PAGE 6
Blowup
by
Michel is guilty of making literature, of indulging in fabricated unrealities. Nothing pleases him more than to imagine exceptions to the rule, individuals outside the species, not-always-repugnant monsters. But that woman invited speculation, perhaps giving clues enough for the fantasy to hit the bull’s-eye. Before she left, and now that she would fill my imaginings for several days, for I’m given to ruminating, I decided not to lose a moment more. I got it all into the view-finder (with the tree, the railing, the eleven-o’clock sun) and took the shot. In time to realize that they both had noticed and stood there looking at me, the boy surprised and as though questioning, but she was irritated, her face and body flat-footedly hostile, feeling robbed, ignominiously recorded on a small chemical image.
I might be able to tell it in much greater detail but it’s not worth the trouble. The woman said that no one had the right to take a picture without permission, and demanded that I hand over the film. All this in a dry, clear voice with a good Parisian accent, which rose in color and tone with every phrase. For my part, it hardly mattered whether she got the roll of film or not, but anyone who knows me will tell you, if you want anything from me, ask nicely. With the result that I restricted myself to formulating the opinion that not only was photography in public spaces not prohibited, but it was looked upon with decided favor, both private and official. And while that was getting said, I noticed on the sly how the boy was falling back, sort of actively backing up through without moving, and all at once (it seemed almost incredible) he turned and broke into a run, the poor kid, thinking that he was walking off and in fact in full flight, running past the side of the car, disappearing like a gossamer filament of angel-spit in the morning air.

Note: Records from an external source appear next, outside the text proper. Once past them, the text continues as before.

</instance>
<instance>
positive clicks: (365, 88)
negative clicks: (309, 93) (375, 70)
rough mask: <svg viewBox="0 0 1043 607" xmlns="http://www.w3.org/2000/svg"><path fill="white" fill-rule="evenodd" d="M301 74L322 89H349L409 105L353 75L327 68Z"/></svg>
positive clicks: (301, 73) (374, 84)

But filaments of angel-spittle are also called devil-spit, and Michel had to endure rather particular curses, to hear himself called meddler and imbecile, taking great pains meanwhile to smile and to abate with simple movements of his head such a hard sell. As I was beginning to get tired, I heard the car door slam. The man in the grey hat was there, looking at us. It was only at that point that I realized he was playing a part in the comedy.
He began to walk toward us, carrying in his hand the paper he had been pretending to read. What I remember best is the grimace that twisted his mouth askew, it covered his face with wrinkles, changed somewhat both in location and shape because his lips trembled and the grimace went from one side of his mouth to the other as though it were on wheels, independent and involuntary. But the rest stayed fixed, a flour-powdered clown or bloodless man, dull dry skin, eyes deepset, the nostrils black and prominently visible, blacker than the eyebrows or hair or the black necktie. Walking cautiously as though the pavement hurt his feet; I saw patent-leather shoes with such thin soles that he must have felt every roughness in the pavement. I don’t know why I got down off the railing, nor very well why I decided to not give them the photo, to refuse that demand in which I guessed at their fear and cowardice. The clown and the woman consulted one another in silence: we made a perfect and unbearable triangle, something I felt compelled to break with a crack of a whip. I laughed in their faces and began to walk off, a little more slowly, I imagine, than the boy. At the level of the first houses, beside the iron footbridge, I turned around to look at them. They were not moving, but the man had dropped his newspaper; it seemed to me that the woman, her back to the parapet, ran her hands over the stone with the classical and absurd gesture of someone pursued looking for a way out.